The collegiate gothic exterior of the building is expected to remain largely as it is today, Trainer said.

She noted that Firestone was built when the undergraduate student body was much smaller and said there is not enough general seating for students, especially around exam times. The library staff also hears complaints that there are not enough comfortable spaces in which to sit, she said.

The library continues to assign carrels for student independent work, but the number of seniors signing up each year is dropping, Trainer said. Many of those who sign up for carrels do not use them regularly, she said.

The new configuration will include carrels of some sort, “but what they will look like and the varieties” will be determined by conversations with students, she said. Another major question that’s still unresolved: whether a coffee bar should be added.

Classics professor Joshua Katz, writing in The Daily Princetonian about options for the work in Firestone developed three years ago by the Boston architectural firm Shepley Bulfinch Richardson & Abbott, set off a flurry of debate in September about the renovations. Expressing concern that spaces for book shelves would be converted to student reading areas, Katz termed the proposals “a dumbing-down of one of the world’s finest libraries, a Barnes-and-Noblefication, the creation of ... a lounge.”

Trainer said Katz’s fears were unfounded. “We know printed books are very important to the humanities and social sciences, and we would never do anything to undercut students and faculty in those fields,” she said.

The library was planning two days of focus groups with students at the end of November, and a faculty steering committee headed by Provost Christopher Eisgruber ’83 has been charged with developing the educational principles that should guide the renovation project.

“People have different images of what an academic library should be,” Eisgruber said.
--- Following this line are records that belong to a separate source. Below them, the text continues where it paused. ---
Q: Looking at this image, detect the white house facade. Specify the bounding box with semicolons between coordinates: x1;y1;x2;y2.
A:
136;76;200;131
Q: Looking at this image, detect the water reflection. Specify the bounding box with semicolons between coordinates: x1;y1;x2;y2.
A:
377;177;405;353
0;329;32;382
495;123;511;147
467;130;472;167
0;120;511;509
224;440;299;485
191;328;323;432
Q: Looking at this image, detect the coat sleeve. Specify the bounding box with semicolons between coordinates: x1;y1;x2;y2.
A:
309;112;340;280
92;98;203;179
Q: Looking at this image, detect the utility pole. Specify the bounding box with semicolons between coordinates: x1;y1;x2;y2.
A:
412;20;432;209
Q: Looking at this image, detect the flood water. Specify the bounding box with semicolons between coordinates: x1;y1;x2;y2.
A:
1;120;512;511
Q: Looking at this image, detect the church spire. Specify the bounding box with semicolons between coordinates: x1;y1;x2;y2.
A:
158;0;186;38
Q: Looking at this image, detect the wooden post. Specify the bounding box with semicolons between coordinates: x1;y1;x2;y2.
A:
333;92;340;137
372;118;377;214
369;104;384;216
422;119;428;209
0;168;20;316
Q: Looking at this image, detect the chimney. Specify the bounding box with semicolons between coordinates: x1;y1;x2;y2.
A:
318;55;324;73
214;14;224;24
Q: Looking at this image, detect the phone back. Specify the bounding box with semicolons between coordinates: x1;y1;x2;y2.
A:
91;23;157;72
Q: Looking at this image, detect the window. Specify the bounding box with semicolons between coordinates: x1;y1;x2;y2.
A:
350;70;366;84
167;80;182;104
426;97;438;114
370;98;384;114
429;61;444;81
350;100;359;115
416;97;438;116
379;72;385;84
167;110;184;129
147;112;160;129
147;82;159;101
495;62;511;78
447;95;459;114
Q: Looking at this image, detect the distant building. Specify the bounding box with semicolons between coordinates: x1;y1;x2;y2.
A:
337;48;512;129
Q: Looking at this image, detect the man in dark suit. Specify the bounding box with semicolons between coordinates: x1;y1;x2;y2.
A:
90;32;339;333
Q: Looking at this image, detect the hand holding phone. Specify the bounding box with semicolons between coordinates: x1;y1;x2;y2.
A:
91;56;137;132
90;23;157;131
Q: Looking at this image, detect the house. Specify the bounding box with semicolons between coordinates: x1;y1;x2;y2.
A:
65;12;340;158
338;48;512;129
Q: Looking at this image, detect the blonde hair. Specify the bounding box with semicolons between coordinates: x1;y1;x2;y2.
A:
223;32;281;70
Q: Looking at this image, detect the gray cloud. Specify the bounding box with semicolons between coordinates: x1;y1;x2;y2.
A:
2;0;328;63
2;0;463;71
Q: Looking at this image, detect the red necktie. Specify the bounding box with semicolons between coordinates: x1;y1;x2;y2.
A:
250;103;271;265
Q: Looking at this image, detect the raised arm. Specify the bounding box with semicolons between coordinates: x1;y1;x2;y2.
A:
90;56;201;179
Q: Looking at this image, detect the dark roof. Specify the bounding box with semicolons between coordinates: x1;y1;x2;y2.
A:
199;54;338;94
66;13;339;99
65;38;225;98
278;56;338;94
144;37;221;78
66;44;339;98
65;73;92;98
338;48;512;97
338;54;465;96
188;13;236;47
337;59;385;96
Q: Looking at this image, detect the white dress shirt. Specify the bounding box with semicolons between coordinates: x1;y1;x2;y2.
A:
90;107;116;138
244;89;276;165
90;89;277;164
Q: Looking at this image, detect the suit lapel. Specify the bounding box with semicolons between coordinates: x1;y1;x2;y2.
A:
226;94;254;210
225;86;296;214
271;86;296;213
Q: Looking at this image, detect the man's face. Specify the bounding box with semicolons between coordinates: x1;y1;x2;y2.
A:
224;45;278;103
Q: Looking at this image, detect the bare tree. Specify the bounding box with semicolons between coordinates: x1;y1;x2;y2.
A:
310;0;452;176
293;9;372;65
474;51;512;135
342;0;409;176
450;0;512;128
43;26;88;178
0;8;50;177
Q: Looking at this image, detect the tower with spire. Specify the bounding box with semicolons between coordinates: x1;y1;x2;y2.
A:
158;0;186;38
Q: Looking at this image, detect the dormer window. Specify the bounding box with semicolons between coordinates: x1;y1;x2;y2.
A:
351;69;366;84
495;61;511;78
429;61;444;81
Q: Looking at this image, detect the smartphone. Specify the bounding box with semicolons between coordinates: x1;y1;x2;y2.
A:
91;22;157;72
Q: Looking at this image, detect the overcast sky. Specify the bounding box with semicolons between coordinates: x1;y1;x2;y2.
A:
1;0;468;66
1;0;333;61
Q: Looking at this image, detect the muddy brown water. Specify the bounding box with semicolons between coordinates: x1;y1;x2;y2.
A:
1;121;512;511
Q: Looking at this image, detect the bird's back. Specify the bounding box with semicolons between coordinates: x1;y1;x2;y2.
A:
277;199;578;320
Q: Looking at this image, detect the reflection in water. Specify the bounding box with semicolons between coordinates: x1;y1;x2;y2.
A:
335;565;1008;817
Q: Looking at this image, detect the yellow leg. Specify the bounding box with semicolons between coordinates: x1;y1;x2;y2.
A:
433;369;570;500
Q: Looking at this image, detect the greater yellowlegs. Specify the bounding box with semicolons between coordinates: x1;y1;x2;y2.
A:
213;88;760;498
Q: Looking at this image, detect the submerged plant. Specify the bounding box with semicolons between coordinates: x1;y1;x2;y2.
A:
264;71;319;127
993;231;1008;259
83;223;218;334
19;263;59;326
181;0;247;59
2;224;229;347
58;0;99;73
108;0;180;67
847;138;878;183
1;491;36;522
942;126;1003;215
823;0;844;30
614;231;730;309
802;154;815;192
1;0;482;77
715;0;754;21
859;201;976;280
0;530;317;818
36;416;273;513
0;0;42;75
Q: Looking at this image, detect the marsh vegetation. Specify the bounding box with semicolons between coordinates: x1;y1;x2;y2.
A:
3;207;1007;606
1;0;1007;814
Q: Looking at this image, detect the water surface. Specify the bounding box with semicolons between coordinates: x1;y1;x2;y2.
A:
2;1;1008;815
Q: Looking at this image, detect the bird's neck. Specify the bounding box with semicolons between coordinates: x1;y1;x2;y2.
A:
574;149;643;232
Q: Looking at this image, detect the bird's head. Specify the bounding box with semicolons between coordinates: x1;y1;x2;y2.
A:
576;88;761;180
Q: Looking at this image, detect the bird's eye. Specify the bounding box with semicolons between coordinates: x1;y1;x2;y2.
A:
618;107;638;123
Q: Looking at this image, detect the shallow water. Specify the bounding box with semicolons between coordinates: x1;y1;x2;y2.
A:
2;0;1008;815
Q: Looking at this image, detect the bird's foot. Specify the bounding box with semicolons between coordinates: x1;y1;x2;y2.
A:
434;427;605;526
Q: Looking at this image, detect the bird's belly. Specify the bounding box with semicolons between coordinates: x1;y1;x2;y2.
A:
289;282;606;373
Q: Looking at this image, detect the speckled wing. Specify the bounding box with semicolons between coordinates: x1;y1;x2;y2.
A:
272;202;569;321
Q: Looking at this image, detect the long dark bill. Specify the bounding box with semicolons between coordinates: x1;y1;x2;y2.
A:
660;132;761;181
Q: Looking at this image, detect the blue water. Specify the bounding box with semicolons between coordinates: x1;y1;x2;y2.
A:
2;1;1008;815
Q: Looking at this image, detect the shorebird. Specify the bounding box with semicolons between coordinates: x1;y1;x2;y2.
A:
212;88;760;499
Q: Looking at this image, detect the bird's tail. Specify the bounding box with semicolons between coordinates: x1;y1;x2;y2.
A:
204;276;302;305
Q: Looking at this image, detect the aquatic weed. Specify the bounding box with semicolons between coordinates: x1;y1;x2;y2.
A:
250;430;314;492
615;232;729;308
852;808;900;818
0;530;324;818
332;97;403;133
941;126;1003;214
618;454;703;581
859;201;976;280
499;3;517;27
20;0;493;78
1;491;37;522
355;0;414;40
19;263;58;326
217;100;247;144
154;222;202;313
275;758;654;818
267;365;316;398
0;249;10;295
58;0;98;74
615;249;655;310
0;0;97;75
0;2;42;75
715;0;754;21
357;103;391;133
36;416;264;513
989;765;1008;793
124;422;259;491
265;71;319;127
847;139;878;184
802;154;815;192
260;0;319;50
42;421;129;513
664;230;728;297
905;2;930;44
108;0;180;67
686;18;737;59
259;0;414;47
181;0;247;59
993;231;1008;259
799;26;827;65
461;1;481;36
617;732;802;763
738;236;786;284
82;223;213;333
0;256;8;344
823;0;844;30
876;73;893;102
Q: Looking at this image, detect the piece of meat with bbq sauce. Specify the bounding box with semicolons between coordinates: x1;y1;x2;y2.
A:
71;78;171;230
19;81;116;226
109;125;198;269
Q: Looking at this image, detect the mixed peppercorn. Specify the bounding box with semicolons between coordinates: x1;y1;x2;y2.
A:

He said the faculty committee will do a lot of listening “to ensure that Firestone Library remains the world-class research library and educational facility we all remember it as being.”

Trainer noted that space planning for the library is especially challenging because 75 percent of the facility’s space is underground — a decision made to extend the life span of its books and to avoid overwhelming the building’s neighboring campus structures.

Firestone, which holds about 3.1 million volumes, is the main library of the University system, which has more than 11 million holdings in 19 buildings. Firestone acquires a linear mile of new books and journals every year, “and that’s not likely to change anytime soon,” Trainer said.